Quem matou o espetáculo?
Há muito tempo atrás, os ingressos para qualquer jogo em território nacional eram vendidos a preços populares. Algo como R$5 reais a velha e boa coréia do Beira-Rio ou a recém finada geral do Grêmio. As arquibancadas eram algo como R$15, sociais R$30 e cadeiras de R$50 pra cima. Sob o ponto de vista econômico, estou chutando, mas ficava mais ou menos nisso. E o que se tinha nos estádios? Torcedores, meus amigos. Centenas, milhares de TORCEDORES. Pessoas comuns, que recebiam um salário mínimo ou pouco mais. Pedreiros, porteiros, zeladores de prédio, seguranças de bordéis e até desempregados. Pessoas que tinham na ida ao estádio de futebol uma de suas poucas diversões. E lá, no cimento dos velhos estádios, esse torcedor dava espetáculo. Exibia seu repertório de palavrões aos berros. Chamava as mulheres que ousavam invadir o seu espaço, no mínimo, de “gostosa” e “piranha”. Vendia-se cerveja nos estádios, meus amigos! E os jornalistas podiam entrevistar os jogadores dentro do vestiário! Vejam vocês!
Agora não existe mais nada disso. Ao invés de receber torcedores, os estádios hiper-modernos, as arenas, recebem público. Espectadores. Cidadãos de bem e sem graça. Zumbis semi-mortos. Ao invés de receber o pedreiro, o gari, o panfleteiro descarado, os estádios recebem os doutores, os médicos, os juízes, os funcionários públicos que mamam nas tetas do governo. Eles são gordinhos, tem as carnes flácidas pela falta de exercício e usam as camisas oficiais dos times que custam R$200. E quando ousam gritar, parecem umas moças envergonhadas. E por que tudo isso?

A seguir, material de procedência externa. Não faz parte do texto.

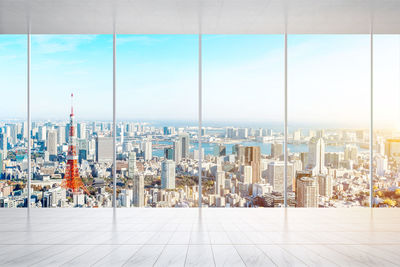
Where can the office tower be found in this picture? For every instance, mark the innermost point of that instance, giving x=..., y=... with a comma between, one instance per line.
x=333, y=159
x=104, y=149
x=325, y=186
x=169, y=153
x=138, y=190
x=300, y=174
x=239, y=150
x=52, y=143
x=316, y=155
x=131, y=164
x=242, y=133
x=252, y=157
x=60, y=135
x=13, y=134
x=1, y=163
x=230, y=133
x=392, y=149
x=3, y=144
x=177, y=152
x=72, y=179
x=276, y=176
x=147, y=148
x=381, y=165
x=351, y=152
x=307, y=192
x=25, y=130
x=276, y=150
x=67, y=133
x=247, y=175
x=219, y=150
x=219, y=182
x=184, y=142
x=42, y=133
x=82, y=130
x=168, y=174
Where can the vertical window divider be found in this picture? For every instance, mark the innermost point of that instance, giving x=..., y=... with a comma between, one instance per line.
x=200, y=118
x=28, y=102
x=371, y=134
x=114, y=125
x=286, y=120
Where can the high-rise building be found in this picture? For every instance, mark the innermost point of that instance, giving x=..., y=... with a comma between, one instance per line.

A resposta é simples. Tudo isso é em nome do próprio espetáculo! Quer algo mais contraditório do que manter o espetáculo através de um anti-espetáculo. Trocou-se o torcedor que canta e dá show por um gordinho almofadinha que senta numa cadeira confortável e come cachorro-quente com Coca- Cola enquanto assiste ao jogo. Colocam-se dezenas de câmeras no estádio para filmar esse torcedor sem graça de todos os ângulos possíveis e imagináveis! Exclui-se do espetáculo os verdadeiros promotores do próprio espetáculo.
Pois é, meus amigos, o espetáculo morreu. E sabem quem matou o espetáculo? Pois eu lhes digo: o próprio espetáculo. A vontade de transformar o espetáculo em um hiper-espetáculo futebolístico, matou o próprio espetáculo.
Ou seja, o espetáculo se suicidou. No próximo jogo, teremos um minuto de silêncio.
Hasta!
*Texto publicado no JM do próximo sábado.